Esther felt a pang of doubt when she heard the words. Ought she not, after all, to give up her happy home with Cousin Charlotte, where by this time she had completely settled down, and come up to take care of her mother? She would see but little of Mademoiselle if she did, she saw that plainly, and there would be very little time for study, but there was her father to think of, and his comfort.
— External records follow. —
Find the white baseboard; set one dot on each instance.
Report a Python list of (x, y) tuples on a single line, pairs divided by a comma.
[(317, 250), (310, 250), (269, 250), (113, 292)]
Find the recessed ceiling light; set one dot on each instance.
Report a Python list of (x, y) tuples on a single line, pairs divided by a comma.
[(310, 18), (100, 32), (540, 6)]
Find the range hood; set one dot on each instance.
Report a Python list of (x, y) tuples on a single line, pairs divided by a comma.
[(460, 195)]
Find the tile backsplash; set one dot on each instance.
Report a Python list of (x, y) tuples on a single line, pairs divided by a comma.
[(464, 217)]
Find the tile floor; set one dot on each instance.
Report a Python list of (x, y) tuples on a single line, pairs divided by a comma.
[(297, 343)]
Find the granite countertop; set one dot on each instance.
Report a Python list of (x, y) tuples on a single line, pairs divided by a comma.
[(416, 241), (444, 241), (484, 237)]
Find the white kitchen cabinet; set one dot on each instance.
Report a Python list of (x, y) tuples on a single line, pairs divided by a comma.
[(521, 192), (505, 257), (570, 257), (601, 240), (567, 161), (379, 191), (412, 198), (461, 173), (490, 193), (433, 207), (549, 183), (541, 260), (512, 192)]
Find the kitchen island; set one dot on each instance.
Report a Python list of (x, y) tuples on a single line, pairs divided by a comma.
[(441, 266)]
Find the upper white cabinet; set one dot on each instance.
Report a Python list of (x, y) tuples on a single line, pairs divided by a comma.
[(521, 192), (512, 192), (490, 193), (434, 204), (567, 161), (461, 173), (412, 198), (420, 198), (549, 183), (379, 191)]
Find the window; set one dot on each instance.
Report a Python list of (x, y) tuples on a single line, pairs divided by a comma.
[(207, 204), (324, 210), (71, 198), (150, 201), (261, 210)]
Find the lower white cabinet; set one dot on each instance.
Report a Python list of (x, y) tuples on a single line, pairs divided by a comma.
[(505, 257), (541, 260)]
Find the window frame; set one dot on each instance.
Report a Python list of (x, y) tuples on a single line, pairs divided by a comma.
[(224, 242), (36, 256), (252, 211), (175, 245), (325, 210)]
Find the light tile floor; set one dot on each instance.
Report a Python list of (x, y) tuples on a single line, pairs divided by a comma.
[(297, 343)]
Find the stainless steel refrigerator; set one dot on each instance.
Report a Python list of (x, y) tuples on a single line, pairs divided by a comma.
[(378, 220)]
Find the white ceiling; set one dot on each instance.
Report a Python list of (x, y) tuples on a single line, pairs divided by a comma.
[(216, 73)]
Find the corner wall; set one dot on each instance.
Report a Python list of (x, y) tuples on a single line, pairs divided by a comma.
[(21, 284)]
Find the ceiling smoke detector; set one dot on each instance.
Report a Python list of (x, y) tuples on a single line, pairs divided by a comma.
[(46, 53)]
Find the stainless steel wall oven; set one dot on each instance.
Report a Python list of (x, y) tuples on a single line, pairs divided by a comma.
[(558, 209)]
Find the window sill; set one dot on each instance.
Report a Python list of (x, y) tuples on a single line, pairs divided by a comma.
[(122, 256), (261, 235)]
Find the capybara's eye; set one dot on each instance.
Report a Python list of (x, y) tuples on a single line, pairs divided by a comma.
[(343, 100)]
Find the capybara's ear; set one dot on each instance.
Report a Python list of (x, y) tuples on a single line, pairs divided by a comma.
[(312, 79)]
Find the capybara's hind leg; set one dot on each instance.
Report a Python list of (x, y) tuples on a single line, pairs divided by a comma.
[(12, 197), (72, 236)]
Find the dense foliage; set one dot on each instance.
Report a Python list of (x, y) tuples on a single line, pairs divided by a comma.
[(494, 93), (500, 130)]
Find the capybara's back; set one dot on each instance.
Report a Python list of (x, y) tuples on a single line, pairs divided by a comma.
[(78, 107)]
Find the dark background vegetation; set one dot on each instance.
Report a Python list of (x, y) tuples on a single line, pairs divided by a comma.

But when she laid her doubts before her father and Cousin Charlotte, they bade her put them out of her head. She tried to, though she doubted their advice; and it was only years later, when she was a well-educated, cultured woman, full of interests and good aims, that she understood the wisdom of Cousin Charlotte's plan in taking her away, at least until her education was complete, from where she would have become little but a household drudge, worked beyond her strength, her talents, her greatest interests undeveloped, her temper irritated and ruined as it was when first she came to Dorsham; and she felt deeply grateful for the understanding and loving care which had surrounded her at so critical a time.
CHAPTER XIX.
Five years have gone by since Mr. and Mrs. Carroll returned from Canada to the little house on the moor which they have never left, or desired to leave, since.